Just to sort of come back a little bit to what part of the change at the Institute of Directors has been over the last few years while I’ve been there. In 2015, we put out a directors’ brief for our members, which was entitled, “What’s the Future of Corporate Reporting?” And we talked about some of those frameworks which were in the list before and raised questions because we felt at the time that the conversation was just starting, and when you wanna take people on a journey you start a conversation rather than say, “This is what we think you should do.” We put out a brief this year, the second one on that, it’s that slide, which is Integrated Thinking – a pathway to greater stakeholder engagement. Now I don’t know if it’s obvious to you but those two titles actually indicate a sort of a couple of steps along a journey that we’ve taken. We are now, our members are talking about this all the time. There’s a lot of early adoption of various standards or frameworks, and this is part of the discourse particularly of big companies and certainly established in other sectors as well.

So, to my final third area, which is “Beyond Compliance”. I mentioned before, hearing Warren Allen use those words yesterday on the radio and how personally heartening I found that because to me, although I’ve worked in OAG and with Audit and I know them and value the importance of reporting, what it’s really all about is meaningful reporting that meets stakeholder expectations. And I think you have to take a mindset that is beyond compliance to, you know, what is it that people want to understand or read from our reports, or other ways of engaging. And it’s really about helping build trust and confidence in the whole system, be that in corporates or be that in the public sector.

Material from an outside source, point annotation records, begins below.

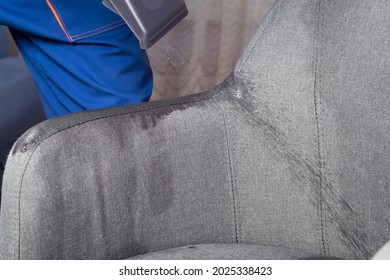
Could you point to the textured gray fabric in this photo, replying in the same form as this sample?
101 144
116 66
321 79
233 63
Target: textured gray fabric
383 254
291 151
225 252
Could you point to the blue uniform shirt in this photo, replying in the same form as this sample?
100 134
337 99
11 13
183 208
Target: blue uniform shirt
82 55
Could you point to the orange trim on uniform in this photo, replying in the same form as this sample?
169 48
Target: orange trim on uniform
58 18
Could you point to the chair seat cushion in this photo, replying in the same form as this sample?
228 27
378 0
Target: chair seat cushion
228 252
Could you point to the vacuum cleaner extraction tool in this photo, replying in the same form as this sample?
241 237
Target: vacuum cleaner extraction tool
149 20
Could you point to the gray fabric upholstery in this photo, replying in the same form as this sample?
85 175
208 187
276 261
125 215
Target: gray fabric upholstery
384 253
226 252
291 151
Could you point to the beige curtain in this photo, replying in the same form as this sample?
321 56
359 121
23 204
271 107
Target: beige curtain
202 50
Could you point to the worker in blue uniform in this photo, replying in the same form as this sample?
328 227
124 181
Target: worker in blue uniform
82 55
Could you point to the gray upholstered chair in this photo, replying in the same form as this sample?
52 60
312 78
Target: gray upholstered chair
20 107
288 158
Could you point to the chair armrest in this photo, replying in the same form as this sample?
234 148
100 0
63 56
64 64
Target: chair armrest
115 183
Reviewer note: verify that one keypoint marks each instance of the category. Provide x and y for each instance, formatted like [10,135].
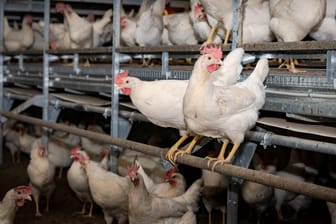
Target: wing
[229,72]
[234,99]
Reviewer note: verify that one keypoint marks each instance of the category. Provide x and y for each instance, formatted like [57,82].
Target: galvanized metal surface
[312,190]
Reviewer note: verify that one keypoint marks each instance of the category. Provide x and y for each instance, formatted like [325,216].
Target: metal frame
[309,95]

And that takes me to my final slide, which is around trust. You’ve heard a lot about that today, I understand, and it’s nothing new for you. I don’t know if you saw last week but Acumen Edelman released the 2018 Trust Barometer, and you’ve probably heard commentary around the global crisis in trust. The barometer measures trust in four key areas: government, media, business, and NGOs. I don’t think, surprisingly, media is the one that fares the lowest. Government, this time round for the New Zealand survey, has actually seen a bit of a lift in one of the stakeholder groups, and business is not too bad but there’s a long way to go. I mean, there are levels of distrust that are not healthy and there is work to be done, there’s no doubt about that. What was particularly of interest for us as an institute and for our members was the results highlighted the need to show commitment to the long-term. And for business, in particular, to act on wider societal issues, and that sort of links back to what Larry Fink was saying about broader issues. One of the key stats that we’re taking note of is that 44% of respondents said that, “Companies that only think about themselves and their profit are bound to fail.”

So, that comes back to that sort of loss of social licence to operate that is at risk if you don’t have that wider stakeholder support.

To conclude, I think the key thing really that I see in this space is that understanding stakeholder expectations is critical, irrespective of what sector you’re operating in or what type of entity you’re working in. And I think we all need to think and engage more broadly. We’re definitely well beyond the financials telling the story by themselves. And it’s not just about thinking more holistically. It is about thinking beyond compliance ‘cause we don’t know what the next wave is gonna be. Whereas if you’re thinking about what your stakeholders are expecting and how to engage meaningfully with them, and you see disclosure and reporting as an opportunity, then that’s the way forward.